ARATS deputy chair calls peace agreement "next step"

Yesterday, Wang Zaixi (王在希), deputy chairman of China's Association on Relations across the Taiwan Strait (ARATS), said that after Chen Yunlin's visit to Taiwan, the next step in relations would be to negotiate a peace agreement on the foundation of the 92 concensus with the aim of establishing a framework for peaceful cross-strait development.

If this is the case, it represents even faster movement by the Chinese side in welcoming Ma's overtures than most US and Taiwan analysts have been anticipating.

My guess is that there were a couple camps of thinking in China on this topic; the first was a group that wanted to wait and see how sincere Ma was, see how likely he'd be to stay in power for a second term, and see just how much he'd give away for free before negotiating.

If Wang's statements represent establishment view, which seems likely given his rank, it means another viewpoint won out, namely that China should work while it still can to consolidate, formalize and solidify the 92 concensus and a framework that would tightly constrain any future DPP administration and help lock Taiwan into a path ultimately directed at unification.

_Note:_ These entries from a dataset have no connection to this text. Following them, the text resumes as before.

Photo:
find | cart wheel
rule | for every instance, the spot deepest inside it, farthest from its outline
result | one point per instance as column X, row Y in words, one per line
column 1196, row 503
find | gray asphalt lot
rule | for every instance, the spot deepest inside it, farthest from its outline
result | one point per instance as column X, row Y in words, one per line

Mind you, I'm largely speculating here, but this is a big statement from a high-ranking Chinese official. As far as I know, this is their first statement on signing a peace agreement. Previously it was just Ma talking to himself. To make such an agreement the "next step," as well, is even more surprising and I think shows a sense of urgency on the Chinese side. They know any agreement would take some time to negotiate and they are probably worried about excessive legislative oversight (LY is trying to gain 'treaty review authority' on cross-strait agreements) and about losing a window of opportunity to lock things in.

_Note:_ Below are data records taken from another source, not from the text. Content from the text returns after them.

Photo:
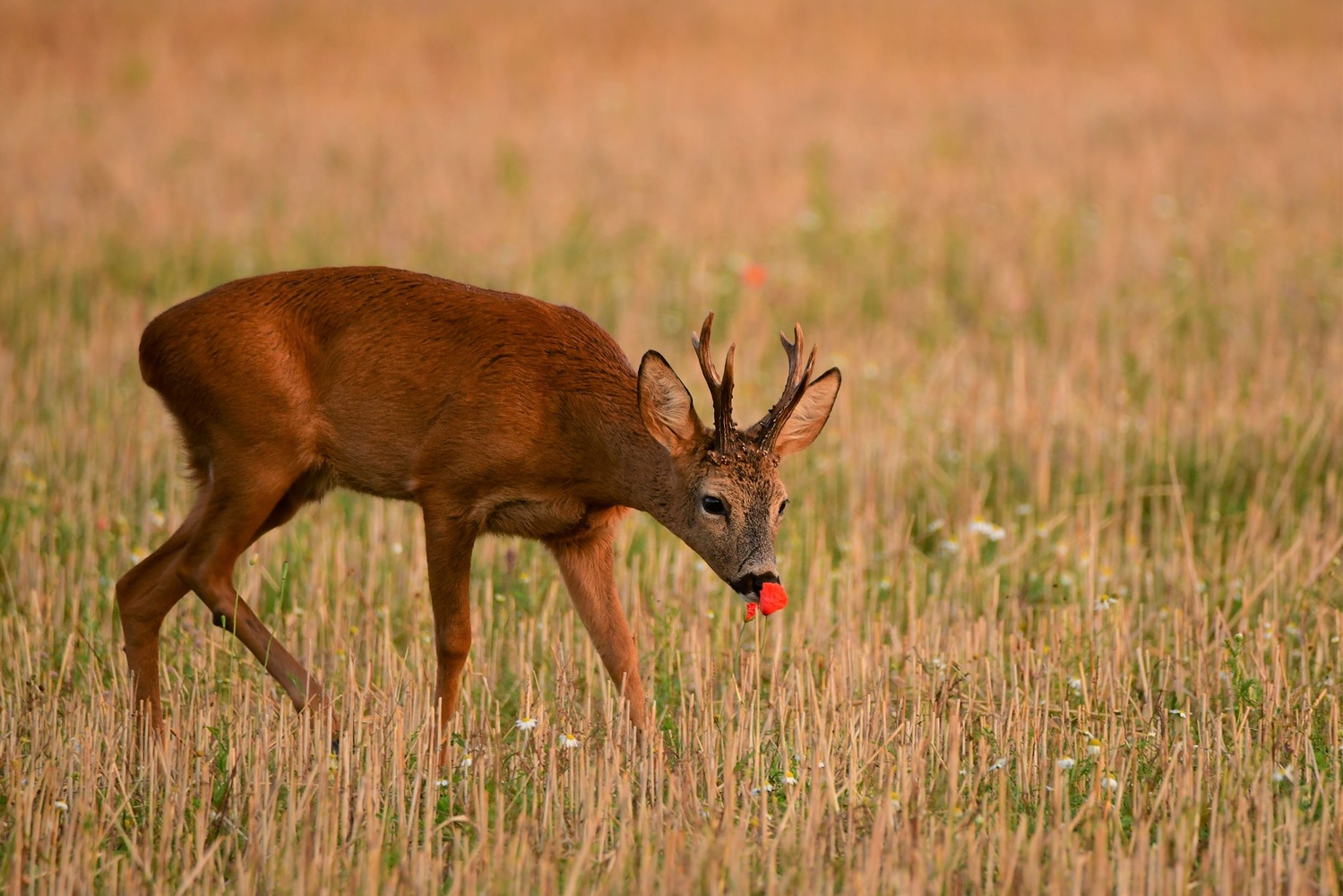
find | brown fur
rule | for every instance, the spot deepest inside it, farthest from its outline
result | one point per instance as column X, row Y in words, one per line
column 495, row 413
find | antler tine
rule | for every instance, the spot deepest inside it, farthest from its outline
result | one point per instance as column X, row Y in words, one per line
column 793, row 387
column 720, row 387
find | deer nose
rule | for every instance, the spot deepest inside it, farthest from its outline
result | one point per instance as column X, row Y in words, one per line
column 750, row 583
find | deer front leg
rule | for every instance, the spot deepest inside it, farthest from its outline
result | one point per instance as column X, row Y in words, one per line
column 589, row 570
column 449, row 543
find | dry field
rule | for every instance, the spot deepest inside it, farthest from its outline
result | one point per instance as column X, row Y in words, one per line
column 1066, row 597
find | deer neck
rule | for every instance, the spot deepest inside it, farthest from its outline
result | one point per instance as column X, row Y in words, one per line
column 641, row 471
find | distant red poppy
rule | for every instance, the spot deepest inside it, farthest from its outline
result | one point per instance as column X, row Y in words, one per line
column 753, row 276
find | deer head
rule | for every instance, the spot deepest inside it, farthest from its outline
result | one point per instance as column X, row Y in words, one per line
column 727, row 501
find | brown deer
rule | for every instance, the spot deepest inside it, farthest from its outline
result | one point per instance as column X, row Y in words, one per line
column 495, row 413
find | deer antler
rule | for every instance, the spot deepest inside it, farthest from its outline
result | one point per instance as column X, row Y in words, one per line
column 767, row 430
column 724, row 430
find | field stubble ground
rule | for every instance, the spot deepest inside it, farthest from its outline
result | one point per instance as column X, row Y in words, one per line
column 1066, row 597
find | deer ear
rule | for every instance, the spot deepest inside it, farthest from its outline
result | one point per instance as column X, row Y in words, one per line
column 805, row 424
column 667, row 406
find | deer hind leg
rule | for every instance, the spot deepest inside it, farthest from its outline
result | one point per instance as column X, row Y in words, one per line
column 589, row 570
column 144, row 597
column 239, row 511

If you were hoping to ensure Taiwan's future would be decided by the Taiwanese people alone directly through referendum, I think its time to be afraid.


corey said...


Make sure you are noting that there was no actually '92 was an idea and a fallacy, something that was made up to give the movement leverage. The 1992 meeting did not come up with a China and the current KMT administration basically want to give legitimacy to the consensus that they've never had [formally].

skiingkow said...


Not only did they not have a consensus, the main principle of the consensus (what IS China?) -- BY DEFINITION -- is NOT a consensus.

The 1992 so-called "consensus" make Taiwan look internationally ridiculous because it claims that China = R.O.C.

Who's the world going to stand-by on this definition of China? Hmm?

I wonder how the protest is going today? Wish I was there!

Raj said...

I'm still unsure how a peace agreement can lock the DPP and Taiwan into unification. I suppose theoretically it could, but it would really depend on the provisions. If they were that crazy then Ma can say goodbye to a second term, and the DPP would probably have the support to reject the "agreement" and demand a new starting point.

China could only sulk for another four years.